Dining Room
Eclectic objects, universal elegance
The dining room was designed with furnishings from a variety of times and places to achieve a grand appearance. The French early eighteenth-century oak paneling, featuring rococo motifs such as billowing scrolls and graceful long-tailed birds, sets a lively tone for the room. Four large Dutch paintings of hunting scenes on the walls add a stately touch, and a nineteenth-century Aubusson carpet, a gift from Napoleon III to Emperor Maximillian of Mexico, graces the floor. A pair of stunning Empire-style lapis lazuli and gilt bronze candelabra, an eightieth birthday gift to Post, frame the fireplace and add to the luxurious atmosphere.

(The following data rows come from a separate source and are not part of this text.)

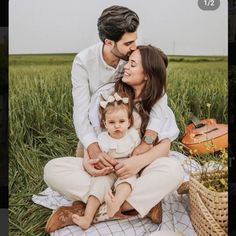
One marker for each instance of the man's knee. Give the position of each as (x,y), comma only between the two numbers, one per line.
(79,150)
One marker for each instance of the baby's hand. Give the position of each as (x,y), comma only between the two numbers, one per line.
(141,148)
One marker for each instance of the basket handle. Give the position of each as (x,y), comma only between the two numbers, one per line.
(217,228)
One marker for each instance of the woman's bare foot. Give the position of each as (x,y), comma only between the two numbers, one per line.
(112,204)
(83,221)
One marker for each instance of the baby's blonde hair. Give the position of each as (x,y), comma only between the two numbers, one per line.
(117,105)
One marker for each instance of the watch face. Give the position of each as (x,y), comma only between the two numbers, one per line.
(148,140)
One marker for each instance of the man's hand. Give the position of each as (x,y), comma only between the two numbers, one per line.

The crown jewel of the room is the table. This magnificent piece, with a mosaic top containing eleven different stones, sat up to thirty guests. Commissioned in 1927 from the most celebrated hardstone workshop in Florence—the Opificio delle Pietre Dure—the table was originally designed for Mar-A-Lago, the lavish Palm Beach estate Post built with her second husband, E.F. Hutton in 1927. A provision in her will called for its move to Hillwood following her death.
A Dynamic Room
Today, table settings in the dining room and the adjacent breakfast room change with selections of porcelain, glass, and flatware from the extensive collection of French, Russian and other historic services from around the world. Visitors are treated to a different look in the rooms three to four times per year. Carefully chosen vignettes evoke the season, reinterpret a special exhibition, or re-create one of Post’s grand dinner parties.
As in Marjorie Post’s time, the floral arrangements in the dining room and throughout the house come primarily from Hillwood’s cutting gardens and greenhouses. Hillwood’s horticulturists and floral designers often create modern-day variations of arrangements based on photographs of the floral designs found in the rooms during Post’s years at Hillwood.